UK petrol prices poised to hit record 150p a litre soon, warns RAC

Analysts warn of 10% inflation and weaker growth across western economies as Ukraine crisis raises oil price to $99 a barrel

UK petrol prices are poised to hit a record 150p a litre later this week after the worsening tension in Ukraine added fresh pressure to the cost of living crisis facing households.

Crude oil prices reached more than $99 a barrel at one point on Tuesday in response to Vladimir Putin’s decision to recognise the independence of two breakaway regions in eastern Ukraine. Prices later slipped back after markets viewed the west’s initial sanctions response as weak.

But with Brent crude ending the day 1.6% higher at just under $97 a barrel, the RAC said motorists would quickly be paying 150p a litre for unleaded petrol and 154p a litre for diesel.

Analysts said the cost of crude – already at its highest level in seven years – was soon likely to push through the $100-a-barrel level.

Jeremy Nicholson, corporate affairs officer at Alfa Energy Group, said: “The deterioration of the situation in Ukraine and threat of military action by Russia is adding to the risk of disruption to European gas supplies, putting further pressure on UK/European wholesale gas and power prices.

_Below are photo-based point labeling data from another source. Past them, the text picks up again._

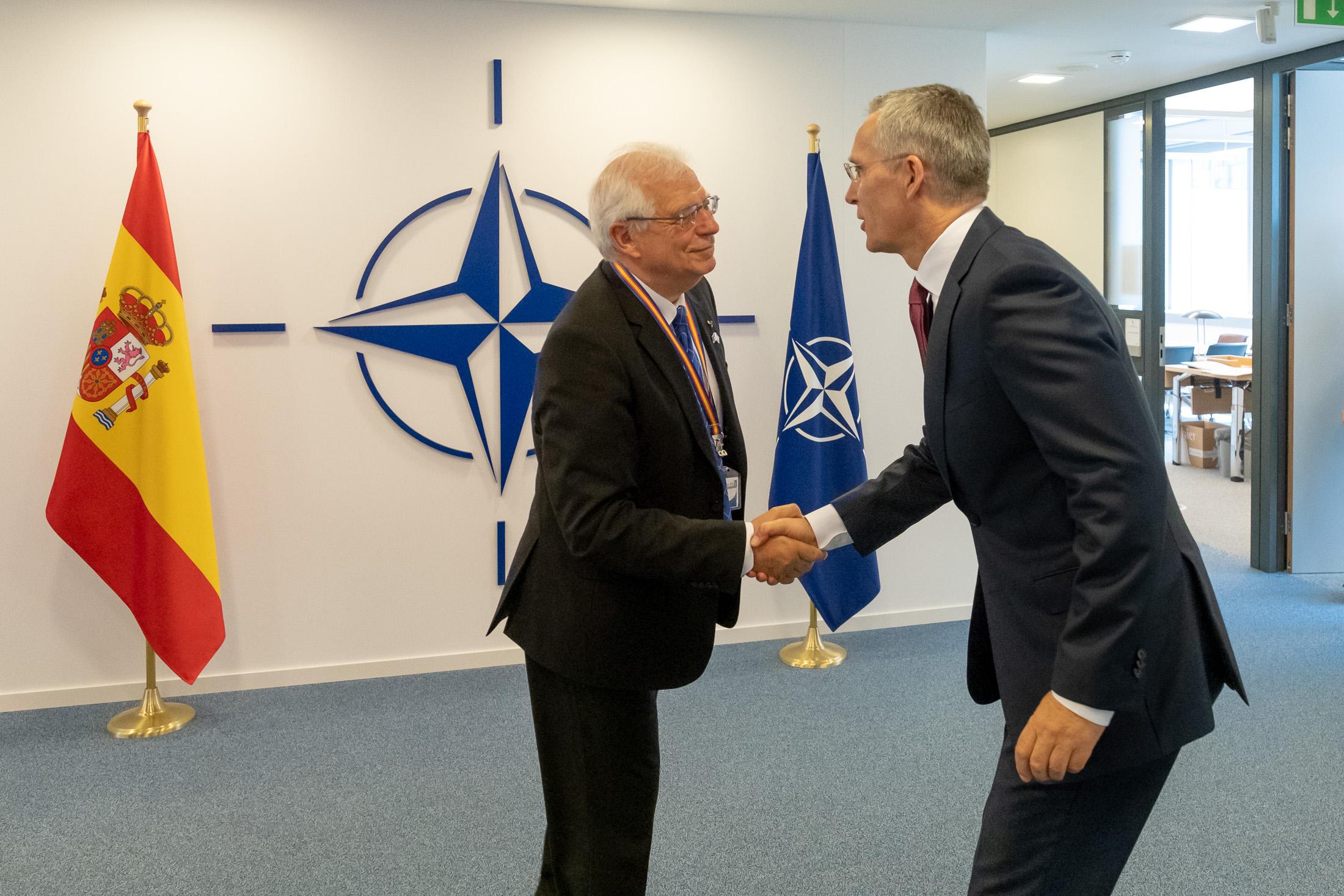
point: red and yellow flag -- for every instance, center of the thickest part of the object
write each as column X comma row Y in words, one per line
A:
column 131, row 495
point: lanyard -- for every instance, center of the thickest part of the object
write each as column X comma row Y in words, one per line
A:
column 711, row 414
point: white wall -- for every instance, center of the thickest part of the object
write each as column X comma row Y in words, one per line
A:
column 1050, row 182
column 292, row 137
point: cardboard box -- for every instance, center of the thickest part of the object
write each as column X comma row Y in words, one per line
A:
column 1205, row 398
column 1198, row 437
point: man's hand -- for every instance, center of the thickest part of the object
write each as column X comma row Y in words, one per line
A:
column 783, row 546
column 783, row 559
column 1056, row 740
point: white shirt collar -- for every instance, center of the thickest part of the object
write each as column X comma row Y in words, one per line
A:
column 666, row 305
column 937, row 262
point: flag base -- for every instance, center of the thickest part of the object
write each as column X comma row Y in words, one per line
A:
column 151, row 718
column 812, row 652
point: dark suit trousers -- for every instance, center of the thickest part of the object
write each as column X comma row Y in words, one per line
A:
column 1066, row 839
column 599, row 749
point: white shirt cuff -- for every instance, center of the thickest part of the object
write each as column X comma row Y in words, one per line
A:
column 830, row 528
column 1096, row 716
column 750, row 556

Oil prices are also being affected, with growing expectation oil could shortly reach or exceed $100 a barrel.”

Germany’s decision to withhold approval of the Nord Stream 2 gas pipeline drew a swift response from Dmitry Medvedev, Russia’s former president and now deputy chairman of its Security Council.

“Welcome to the new world where Europeans will soon have to pay €2,000 per thousand cubic metres!” he tweeted – suggesting prices were set to double.

On a rollercoaster day, stock markets in Europe took their initial cue from Asia, which suffered big falls overnight after Russia sent troops into Donetsk and Luhansk.

Share prices later recouped most of their losses in London, Frankfurt and Paris after the UK imposed sanctions on five of the smaller Russian banks and on three individuals already targeted by the US.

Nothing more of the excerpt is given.